Database Performance Tuning and Query Optimization

Database Performance Tuning and Query Optimization¶

Performance Tuning Concepts¶

database performance tuning: A set of activities and procedures designed to reduce the response time of a database system that is, to ensure that an end user query is processed by the DBMS in the minimum amount of time.

Performance Tuning Client and Server¶

Most performance tuning focuses on minimizing I/O operations.

Client Side¶

SQL Performance Tuning: Generate optimal SQL queries to get the correct answer in least amount of time using the minimum server resources.

Server Side¶

DBMS Performance Tuning: Address client requests as quickly as possible while optimizing compute resources.

DBMS Architecture¶

Data Files: One of, generally, several files in a DBMS that stores a databases data: rows, tables, indexes, etc.
Extent: Predefined data-file expansion increment.
Table Space/File Group: Logically grouped data files.

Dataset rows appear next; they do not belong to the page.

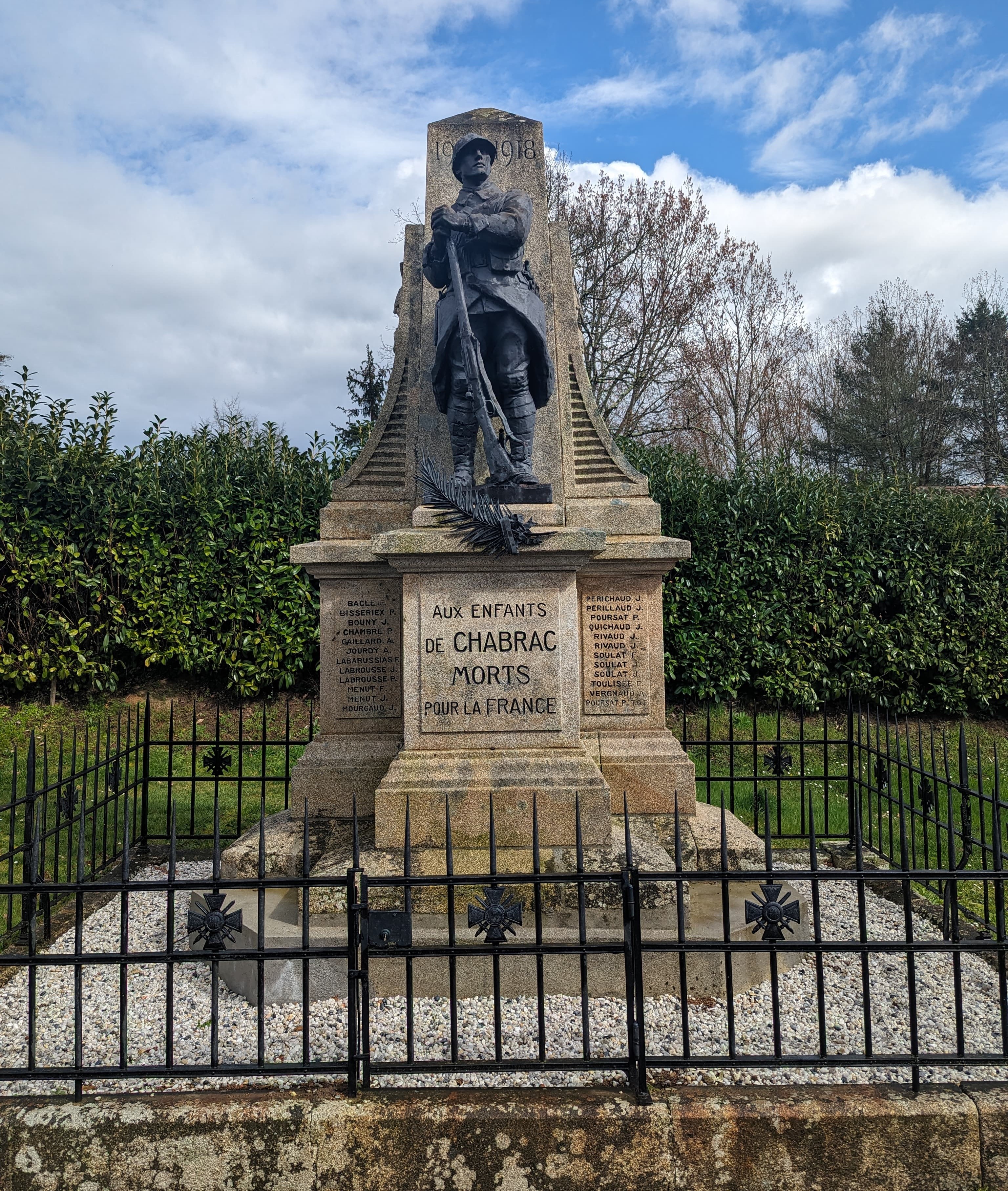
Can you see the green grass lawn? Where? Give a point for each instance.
(260, 744)
(807, 776)
(797, 768)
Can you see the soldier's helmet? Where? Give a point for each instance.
(467, 142)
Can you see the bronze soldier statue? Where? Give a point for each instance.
(488, 228)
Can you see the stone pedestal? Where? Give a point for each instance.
(491, 675)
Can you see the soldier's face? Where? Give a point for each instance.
(474, 166)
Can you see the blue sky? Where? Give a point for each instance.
(198, 199)
(759, 93)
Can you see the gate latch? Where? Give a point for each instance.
(389, 928)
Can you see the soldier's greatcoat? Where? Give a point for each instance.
(497, 278)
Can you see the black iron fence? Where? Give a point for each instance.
(133, 768)
(172, 970)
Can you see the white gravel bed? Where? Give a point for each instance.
(607, 1016)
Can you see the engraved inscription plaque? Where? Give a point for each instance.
(616, 672)
(490, 662)
(367, 635)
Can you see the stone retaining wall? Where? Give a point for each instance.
(786, 1139)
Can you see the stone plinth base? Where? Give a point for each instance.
(467, 779)
(649, 766)
(334, 769)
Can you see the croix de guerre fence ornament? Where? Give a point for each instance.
(492, 359)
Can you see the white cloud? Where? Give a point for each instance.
(630, 92)
(991, 162)
(842, 241)
(831, 103)
(198, 201)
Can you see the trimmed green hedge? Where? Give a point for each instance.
(803, 588)
(174, 555)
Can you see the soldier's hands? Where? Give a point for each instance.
(446, 221)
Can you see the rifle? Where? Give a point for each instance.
(478, 383)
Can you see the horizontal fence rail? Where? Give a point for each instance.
(892, 956)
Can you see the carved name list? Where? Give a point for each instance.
(616, 671)
(367, 634)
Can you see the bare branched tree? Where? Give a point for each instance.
(645, 256)
(746, 392)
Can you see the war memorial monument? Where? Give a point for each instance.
(533, 672)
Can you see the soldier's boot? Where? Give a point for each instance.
(520, 410)
(462, 433)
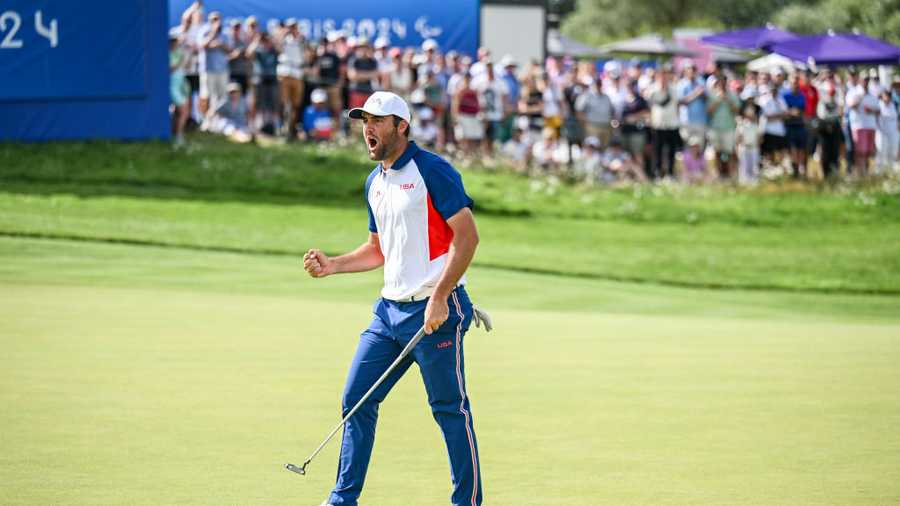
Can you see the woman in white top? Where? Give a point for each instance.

Common table spaces are: System (i.e. data-dictionary), user data, indexes, temporary (sorts & grouping).
data cache/buffer cache: Reserved memory area caching sys-catalog, indexes, and read/write data.
SQL cache/Procedure cache: Reserved memory area storing processed recent SQL queries, stored procedures, triggers, and functions.
I/O Request: Reads/Writes data from data-cache to physical device in blocks of powers of 2.
Listener: Handles processing of client requests.
User: User process per client.
Scheduler: Organizes concurrent requests.
Optimizer: Analyzes SQL and optimizes data access.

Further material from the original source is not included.